Hi @djarecka ! Here is the anonymous osf link for the nipype project I’m writing the full manuscript now.
Re pipeline, I’m most familiar with FSL, but open to other options too. I’d love to try SPM, which I’ve never got a chance to.
Re open science, this nipype+FSL is my first project, I’m fairly new to this field. My background is social science and I have learned python + neuroimging (through online tutorials + classes) since 3 years ago. It would be great if I can attend GSoC and make more contributions!

@djarecka hello again! I read through the Pydra documentation. Just want to confirm my understanding of “pipeline”. For example, I’m using group ICA + dual regression in FSL currently. Can I convert it to Pydra? Would it be considered as a pipeline?
If yes, I would like to work on it since I need to use it in my current research project, so (1) I can experiment it with real world data and having hypotheses/expected results in mind, and (2) I can create this pipeline from the user’s perspective.
Please let me know whether my understanding is accurate :’)

Hi @yibeichen - thank you for your answer.

We would like to convert all nipype/FSL interfaces to pydra. All workflows/pipelines that use multiple algorithms/interfaces could be potentially good examples, but can discuss more details.

Do you have any GitHub repository? Perhaps you can also send us your current CV or resume (can be via direct message, please include all co-leaders).

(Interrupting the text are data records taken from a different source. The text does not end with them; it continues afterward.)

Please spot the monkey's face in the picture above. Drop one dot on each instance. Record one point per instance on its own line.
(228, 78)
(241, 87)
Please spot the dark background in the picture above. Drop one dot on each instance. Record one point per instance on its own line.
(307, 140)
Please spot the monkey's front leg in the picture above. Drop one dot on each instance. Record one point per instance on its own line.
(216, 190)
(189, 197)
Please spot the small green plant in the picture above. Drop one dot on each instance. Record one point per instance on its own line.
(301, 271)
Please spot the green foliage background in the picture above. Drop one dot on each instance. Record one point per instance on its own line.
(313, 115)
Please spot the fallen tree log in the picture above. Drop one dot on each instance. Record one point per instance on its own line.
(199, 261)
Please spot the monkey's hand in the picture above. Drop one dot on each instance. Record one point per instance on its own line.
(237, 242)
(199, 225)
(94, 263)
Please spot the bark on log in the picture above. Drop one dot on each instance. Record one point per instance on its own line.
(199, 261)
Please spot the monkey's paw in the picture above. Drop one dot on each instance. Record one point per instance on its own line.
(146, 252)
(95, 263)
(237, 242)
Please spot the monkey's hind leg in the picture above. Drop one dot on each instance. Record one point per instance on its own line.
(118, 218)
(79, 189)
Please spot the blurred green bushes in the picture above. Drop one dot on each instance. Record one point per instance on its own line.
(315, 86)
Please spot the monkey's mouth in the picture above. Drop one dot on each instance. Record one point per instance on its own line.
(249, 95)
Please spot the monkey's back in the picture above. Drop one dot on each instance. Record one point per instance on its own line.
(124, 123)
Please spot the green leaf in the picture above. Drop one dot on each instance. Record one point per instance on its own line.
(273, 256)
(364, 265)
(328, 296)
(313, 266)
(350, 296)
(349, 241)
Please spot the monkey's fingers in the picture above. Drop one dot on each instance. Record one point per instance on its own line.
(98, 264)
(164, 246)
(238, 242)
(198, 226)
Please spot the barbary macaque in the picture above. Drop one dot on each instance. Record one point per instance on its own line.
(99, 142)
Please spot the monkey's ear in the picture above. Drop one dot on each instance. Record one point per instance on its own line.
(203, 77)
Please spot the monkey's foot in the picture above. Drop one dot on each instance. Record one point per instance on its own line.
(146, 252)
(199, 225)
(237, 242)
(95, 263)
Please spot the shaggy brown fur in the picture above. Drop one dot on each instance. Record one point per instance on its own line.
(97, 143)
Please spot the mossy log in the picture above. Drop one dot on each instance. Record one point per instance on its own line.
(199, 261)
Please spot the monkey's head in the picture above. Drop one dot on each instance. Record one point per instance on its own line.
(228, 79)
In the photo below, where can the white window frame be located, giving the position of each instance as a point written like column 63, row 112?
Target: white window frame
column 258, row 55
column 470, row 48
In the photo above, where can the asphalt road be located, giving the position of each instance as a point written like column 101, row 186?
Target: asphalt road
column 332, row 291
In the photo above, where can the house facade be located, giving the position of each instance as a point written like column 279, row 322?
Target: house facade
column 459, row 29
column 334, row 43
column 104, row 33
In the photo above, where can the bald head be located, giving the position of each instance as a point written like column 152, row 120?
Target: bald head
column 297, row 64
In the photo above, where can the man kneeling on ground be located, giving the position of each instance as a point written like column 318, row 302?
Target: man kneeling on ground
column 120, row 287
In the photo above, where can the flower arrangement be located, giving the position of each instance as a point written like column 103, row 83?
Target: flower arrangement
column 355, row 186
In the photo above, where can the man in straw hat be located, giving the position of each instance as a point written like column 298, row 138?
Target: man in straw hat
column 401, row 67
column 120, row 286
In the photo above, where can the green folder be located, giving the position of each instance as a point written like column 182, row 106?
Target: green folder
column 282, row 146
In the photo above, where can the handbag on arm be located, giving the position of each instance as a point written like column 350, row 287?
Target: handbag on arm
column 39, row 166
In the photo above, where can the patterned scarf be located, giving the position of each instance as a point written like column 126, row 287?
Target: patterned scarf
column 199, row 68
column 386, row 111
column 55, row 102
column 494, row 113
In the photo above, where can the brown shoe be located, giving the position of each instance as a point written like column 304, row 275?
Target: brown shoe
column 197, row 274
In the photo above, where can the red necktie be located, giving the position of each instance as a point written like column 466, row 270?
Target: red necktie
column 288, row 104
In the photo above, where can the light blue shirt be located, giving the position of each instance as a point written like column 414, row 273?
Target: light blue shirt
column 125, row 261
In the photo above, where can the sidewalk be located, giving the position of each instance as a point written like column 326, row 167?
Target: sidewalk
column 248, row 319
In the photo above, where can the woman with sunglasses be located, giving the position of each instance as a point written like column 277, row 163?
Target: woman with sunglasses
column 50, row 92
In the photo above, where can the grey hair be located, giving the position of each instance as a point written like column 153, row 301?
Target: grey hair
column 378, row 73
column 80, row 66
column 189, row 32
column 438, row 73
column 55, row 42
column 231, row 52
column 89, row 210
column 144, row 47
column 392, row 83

Pipelines can range from straightforward (e.g., splitting across subjects, processing, joining results for further processing) to complicated (e.g., dynamically changing the workflow based on the data found in the inputs), so this should qualify unless it’s basically a single call to an FSL program.

Even if it is the latter, you could still write a pipeline that calls the FSL program (you would need to wrap that in a Pydra Task), extract summary statistics and generate plots for publication.

This sounds entirely reasonable. One thing to consider is whether there are any comparable open datasets (e.g., on OpenNeuro) that could be used to validate/demonstrate the pipeline.

Hello @effigies ! thank you for explaining! So the group ICA+dual regression should belong to your first category. I’m happy to start with anything related to FSL, then expand to other software (e.g., SPM)
Re dataset, haha, I should not say “real data”. Yes, the data I’m using is from OpenNeuro. By “real” I mean, I’m familiar with the data structure and know what kind of questions can be asked and answered.